The Huawei subreddit is in a bit of an uproar today, as multiple posts have popped up indicating that the company has started pushing lock screen ads for users of its smartphones, all without the user’s permission or awareness.

Multiple Reddit threads in the last 24 hours show that owners of Huawei phones, seemingly in the EU region, are seeing a variety of Booking.com ads on their lock screens. These are not actually interactive ads, but rather a part of the rotating lock screen wallpaper gallery that users can find by default through the Magazine view on their Huawei smartphones.

Users have found a few workarounds to the intrusive and uninvited ads. The first is to simply delete the offending wallpapers from the Magazine gallery. You can do so by swiping up from the bottom of the screen on the lock screen, then swiping left until you find the Booking.com images and deleting them, as one Redditor explains.

Another fix is to simply disable the Magazine view entirely and either use a single image or your own wallpapers.

Huawei would not be the first smartphone manufacturer to push ads through its OS to make a little bit more money off its wares. Xiaomi is famous for doing this in developing markets like India. Amazon, too, tried something similar with its Kindle lineup some time back. The difference here is that Huawei never notified users of the change, and has generally never talked in public about instituting these changes. Even worse, the ads are showing up on even flagship grade phones by the company, such as its recently released P30 Pro.
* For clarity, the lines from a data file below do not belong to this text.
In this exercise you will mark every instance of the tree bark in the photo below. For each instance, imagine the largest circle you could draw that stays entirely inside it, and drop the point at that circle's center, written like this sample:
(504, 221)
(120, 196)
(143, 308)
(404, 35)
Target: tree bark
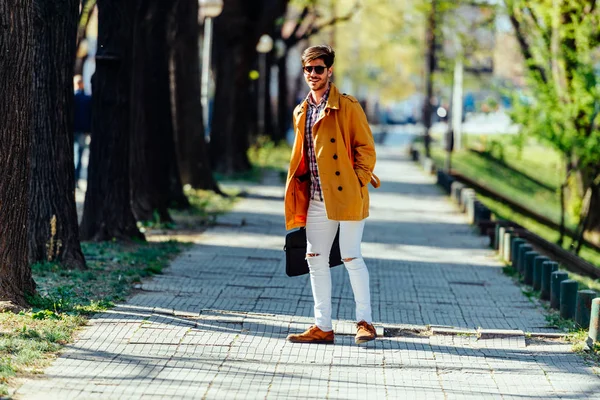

That is certainly going to leave a bad taste in the mouths of those who bought the gadget for as much as €999.

Huawei is already struggling in Western markets after its networking equipment business was flagged by the Trump administration as a potential national security threat, while the company’s recent addition to an export blacklist has prevented the company from having access to critical U.S.-made technologies for its products. To survive these trying times, the Chinese giant will need all the goodwill from Western customers that it can muster, and sneakily adding ads to their lock screens is definitely not the best way to go about doing that.

We’ve reached out to Huawei to find out more about why these ads are showing up, and if this is an indication of a change in the way Huawei monetizes its phones. We’ll update the article if we hear back from the company’s representatives.